Birkaç dil bilen, çok iyi okulları bitirmiş insanlar sarmaşık gibi özel yerlerde otururlar.
Çok iyi giyinir, çok özel yerlerde yerler, son model arabalara biner ve şahane evlerde otururlar.
Ama toplumsal duyarlılıkları azdır.
Her zaman kendilerinden taraf olduklarını gözlersiniz.
Yüzlerindeki samimiyet ve gülümsemeler, eğer kendi çıkarlarıyla çelişiyorsa anında kaybolabilir.
Moliere bu analizi 16. Yüzyılda eserlerine taşıdı.
Moliere kahramanlarını iyi eğitim almış, zenginler üzerinden değerlendirdi.
Bu değerlendirme günümüz sarmaşık kahramanlarının köklerini daha iyi anlamamızı sağlamaktadır.
Moliere’in kahramanlarının karakter çizgileri büsbütün keskinleştirilmiştir.
Onlar daha katı, daha hayasız, daha kibirli, daha iki yüzlü ve kavgaya hazır karakterlerdir.
Önce kendileri gelir, toplum, insanlık, vatan kavramları ise daha sonra gelir.
Sarmaşık kültürüne başka bir örneği Mareşal Vilard şöyle vermektedir:
Ordunun yiyecek müteahhitlerinden birinin aşırı düzenbazlıkları, orduyu sıkıntıya sokmuştu ve bu yüzden mırıldanmalar başlamıştı.
Bu nedenle Mareşal, müteahhiti iyice haşlamış ve asmakla tehdit etmişti.

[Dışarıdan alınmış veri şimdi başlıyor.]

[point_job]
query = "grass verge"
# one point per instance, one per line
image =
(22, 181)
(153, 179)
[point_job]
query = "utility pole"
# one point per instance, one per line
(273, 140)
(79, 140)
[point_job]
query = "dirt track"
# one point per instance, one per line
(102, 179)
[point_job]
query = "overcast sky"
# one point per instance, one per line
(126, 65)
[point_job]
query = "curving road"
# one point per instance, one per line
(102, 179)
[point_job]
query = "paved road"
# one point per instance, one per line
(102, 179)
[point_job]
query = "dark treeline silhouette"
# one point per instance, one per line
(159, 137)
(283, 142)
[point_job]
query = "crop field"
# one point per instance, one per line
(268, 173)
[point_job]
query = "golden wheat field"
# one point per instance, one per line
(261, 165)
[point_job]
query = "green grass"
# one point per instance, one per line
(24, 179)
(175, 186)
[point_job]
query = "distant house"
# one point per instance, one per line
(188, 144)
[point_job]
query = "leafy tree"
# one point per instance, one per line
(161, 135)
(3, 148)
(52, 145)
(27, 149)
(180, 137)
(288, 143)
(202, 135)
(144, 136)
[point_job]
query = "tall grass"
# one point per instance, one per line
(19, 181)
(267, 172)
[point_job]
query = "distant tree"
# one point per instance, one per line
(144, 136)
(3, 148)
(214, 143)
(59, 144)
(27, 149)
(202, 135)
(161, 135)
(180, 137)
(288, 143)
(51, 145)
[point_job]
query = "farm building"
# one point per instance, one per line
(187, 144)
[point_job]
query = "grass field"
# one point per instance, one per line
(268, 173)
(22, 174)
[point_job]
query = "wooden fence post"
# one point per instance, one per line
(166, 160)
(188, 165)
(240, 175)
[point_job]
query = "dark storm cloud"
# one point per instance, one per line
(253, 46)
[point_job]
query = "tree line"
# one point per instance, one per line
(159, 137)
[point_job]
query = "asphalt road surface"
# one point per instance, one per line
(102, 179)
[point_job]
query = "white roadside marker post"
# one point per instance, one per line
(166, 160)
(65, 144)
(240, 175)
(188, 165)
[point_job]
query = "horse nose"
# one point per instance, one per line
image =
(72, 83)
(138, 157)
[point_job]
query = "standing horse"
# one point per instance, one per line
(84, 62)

Düzenbaz ise büyük bir cürretle bu tehditiniz beni ilgilendirmiyor, ben size yüz bin eküsü olan bir adamın asılmayacağını rahatlıkla söyleyebilirim cevabını verdi.

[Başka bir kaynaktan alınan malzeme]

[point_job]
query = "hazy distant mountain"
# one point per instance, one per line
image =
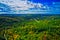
(28, 7)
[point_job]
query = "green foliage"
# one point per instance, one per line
(20, 28)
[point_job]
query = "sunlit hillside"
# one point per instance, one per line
(30, 27)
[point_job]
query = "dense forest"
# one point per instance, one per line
(30, 27)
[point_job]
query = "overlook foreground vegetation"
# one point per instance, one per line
(30, 27)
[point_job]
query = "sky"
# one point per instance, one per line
(29, 6)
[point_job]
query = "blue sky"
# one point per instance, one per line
(44, 1)
(30, 6)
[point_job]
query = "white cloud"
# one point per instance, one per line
(22, 4)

Mareşal saf saf ekleyerek “Nasıl olduğunu bilmiyorum ama asılmayı yüz defa hak ettiği halde gerçekten asılmadı.” dedi.
Günümüzde şöhretli ve zengin sporculara bakıyoruz, birçok benzer örnek görüyoruz.

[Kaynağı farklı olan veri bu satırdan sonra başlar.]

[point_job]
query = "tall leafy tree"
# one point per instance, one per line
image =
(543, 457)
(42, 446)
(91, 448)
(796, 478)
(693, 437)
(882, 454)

Kulüp başkanlarına bakıyoruz, kongrelerde konuşmalarına diğer adaylara saygılı bir şekilde başlıyorlar.
Sonlara doğru Makyevelli Kültürüne sapıyor ve seviyeyi sıfırın altına indiriyorlar.
Yargıç ancak sıkı sıkıya kanunla yargılar.
Ama spor dünyasının gerçek yargıcı sporseverlerdir.
Sporseverler dürüst, bazen aldatılabilen fakat hiçbir zaman bozulamayan yargıçtır.